I’ve followed this board from the beginning but haven’t had anything useful to post in a long time so I’ve been pretty quiet. Unfortunately I wasn’t following closely enough earlier this year and was late to catch on to the tech stocks Saul and others here are heavily into now. While I do now own several of these companies, TWLO is one that I still hadn’t paid attention to very much and I’m not even sure why.

I’m not sure I have anything really useful to offer still, but will offer the following for those interested who might want to investigate further.

My wife works for a small (around 60 people) private company that mostly provides software/web services to apartment leasing companies. Not too long ago she mentioned that they use Twilio. I think mostly (or only?) for sending text messages from the software. That increased my interest a bit and started thinking about buying some shares if/when I decided something else I wanted less. Then, very recently she told me that they were switching from Twilio to Bandwidth. Naturally that raised a red flag for me. She is only involved with Twilio, and now Bandwith, in that she uses the APIs in some of the software she works with and not in any decision making. I did just a little bit of investigation to see how the two compare and if there might be any significant impact to Twilio. I didn’t spend a lot of time and have no real answers as to the level of impact. Apparently several other companies are deciding to delve some of the services that Twilio provides.

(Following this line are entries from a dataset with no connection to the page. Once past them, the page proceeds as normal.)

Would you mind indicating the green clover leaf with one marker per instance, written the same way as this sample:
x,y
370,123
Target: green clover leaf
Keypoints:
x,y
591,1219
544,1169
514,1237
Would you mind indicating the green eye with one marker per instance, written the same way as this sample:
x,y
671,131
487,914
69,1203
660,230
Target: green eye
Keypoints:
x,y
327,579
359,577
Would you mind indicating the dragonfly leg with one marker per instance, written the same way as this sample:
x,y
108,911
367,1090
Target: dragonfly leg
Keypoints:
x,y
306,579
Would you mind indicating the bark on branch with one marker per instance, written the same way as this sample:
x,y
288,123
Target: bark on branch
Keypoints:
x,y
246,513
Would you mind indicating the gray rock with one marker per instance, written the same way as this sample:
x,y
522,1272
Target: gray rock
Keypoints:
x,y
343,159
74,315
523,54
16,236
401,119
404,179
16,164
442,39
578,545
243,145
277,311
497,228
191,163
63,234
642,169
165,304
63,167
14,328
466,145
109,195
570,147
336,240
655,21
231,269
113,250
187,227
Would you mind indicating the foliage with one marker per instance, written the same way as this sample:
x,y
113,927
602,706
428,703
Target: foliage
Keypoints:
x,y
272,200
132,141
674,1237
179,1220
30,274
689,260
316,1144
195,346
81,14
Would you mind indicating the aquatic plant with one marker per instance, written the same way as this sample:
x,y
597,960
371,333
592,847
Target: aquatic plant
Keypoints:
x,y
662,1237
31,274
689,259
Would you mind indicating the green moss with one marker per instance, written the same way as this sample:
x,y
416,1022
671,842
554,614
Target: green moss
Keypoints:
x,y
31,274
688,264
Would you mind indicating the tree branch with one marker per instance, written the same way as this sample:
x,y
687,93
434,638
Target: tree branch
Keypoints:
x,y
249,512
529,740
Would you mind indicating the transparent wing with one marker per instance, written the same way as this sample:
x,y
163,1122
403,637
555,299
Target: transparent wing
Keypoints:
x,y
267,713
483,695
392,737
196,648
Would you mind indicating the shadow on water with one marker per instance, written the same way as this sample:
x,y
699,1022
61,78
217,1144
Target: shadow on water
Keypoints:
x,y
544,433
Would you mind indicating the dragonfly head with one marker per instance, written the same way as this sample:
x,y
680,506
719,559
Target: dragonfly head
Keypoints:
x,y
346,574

In the case of Bandwidth it looks like they can provide some services for a significantly lower price than Twilio because they have their own network. I think they saw the opportunity to develop some software to do what Twilio does to take advantage of that.

It’s not a lot to go on, but it does make me wonder if others might also be making a switch away from Twilio and it could eventually have an impact on growth.

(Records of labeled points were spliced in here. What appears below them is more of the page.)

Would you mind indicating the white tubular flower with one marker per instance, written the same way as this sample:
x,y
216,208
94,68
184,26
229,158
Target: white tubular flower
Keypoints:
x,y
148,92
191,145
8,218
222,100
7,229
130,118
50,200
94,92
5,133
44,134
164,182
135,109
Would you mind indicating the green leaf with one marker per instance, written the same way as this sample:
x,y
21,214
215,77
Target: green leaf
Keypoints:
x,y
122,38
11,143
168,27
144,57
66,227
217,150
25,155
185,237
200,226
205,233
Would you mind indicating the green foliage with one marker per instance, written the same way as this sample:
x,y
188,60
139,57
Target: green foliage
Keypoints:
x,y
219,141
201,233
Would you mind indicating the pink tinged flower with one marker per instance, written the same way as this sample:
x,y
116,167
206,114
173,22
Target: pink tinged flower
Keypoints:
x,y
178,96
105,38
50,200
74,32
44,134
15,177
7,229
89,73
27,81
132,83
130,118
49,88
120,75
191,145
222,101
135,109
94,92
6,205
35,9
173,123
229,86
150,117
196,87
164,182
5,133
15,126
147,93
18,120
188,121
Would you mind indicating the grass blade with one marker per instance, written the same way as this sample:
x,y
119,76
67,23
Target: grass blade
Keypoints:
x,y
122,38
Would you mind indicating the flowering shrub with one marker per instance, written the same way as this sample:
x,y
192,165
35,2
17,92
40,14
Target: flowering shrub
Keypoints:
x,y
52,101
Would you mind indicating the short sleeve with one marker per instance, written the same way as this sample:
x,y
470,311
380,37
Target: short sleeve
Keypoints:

I’ve never heard of Bandwidth before reading your post and I have so far done zero research, so temper my reply with that caveat. But here’s my observations.

A small company such as the one your wife works at will most likely have limited requirements and therefore be satisfied with basic functionality. They will also find it much easier to transition to a different product in order to get some cost savings due to the fact that by definition a small company serves a small number of clients, the less there is to transition the easier it is.

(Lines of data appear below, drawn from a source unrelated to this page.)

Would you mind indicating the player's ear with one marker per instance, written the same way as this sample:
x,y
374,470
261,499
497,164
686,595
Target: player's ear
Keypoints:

I recently spoke with a vendor at a craft fair who was able to accept CC payments with no physical network connection. I asked if she was using Square. She replied no, she had a different service provider (I’ve forgotten the name, it was one I had never heard before) as she got what she needed at a lower cost. Should I abandon Square because they have a lower cost competitor that better fits the needs of a one person business? I think not.

Like I said, I know nothing about Bandwidth so my comments may be off base, but I am unimpressed by the fact that they offer a similar product at a lower cost. In fact, I’m not even confident that the cost advantage would remain in place if you scale up the business, if they are even able to address the needs of enterprise scale. Twilio’s revenue is not subscription based, rather they charge based on usage. I do not know if they have a declining scale such that the more you use the cheaper each subsequent transaction is. And of course, I have no idea how Bandwidth charges.

A lot of unknowns, but I don’t see the need to press the panic button.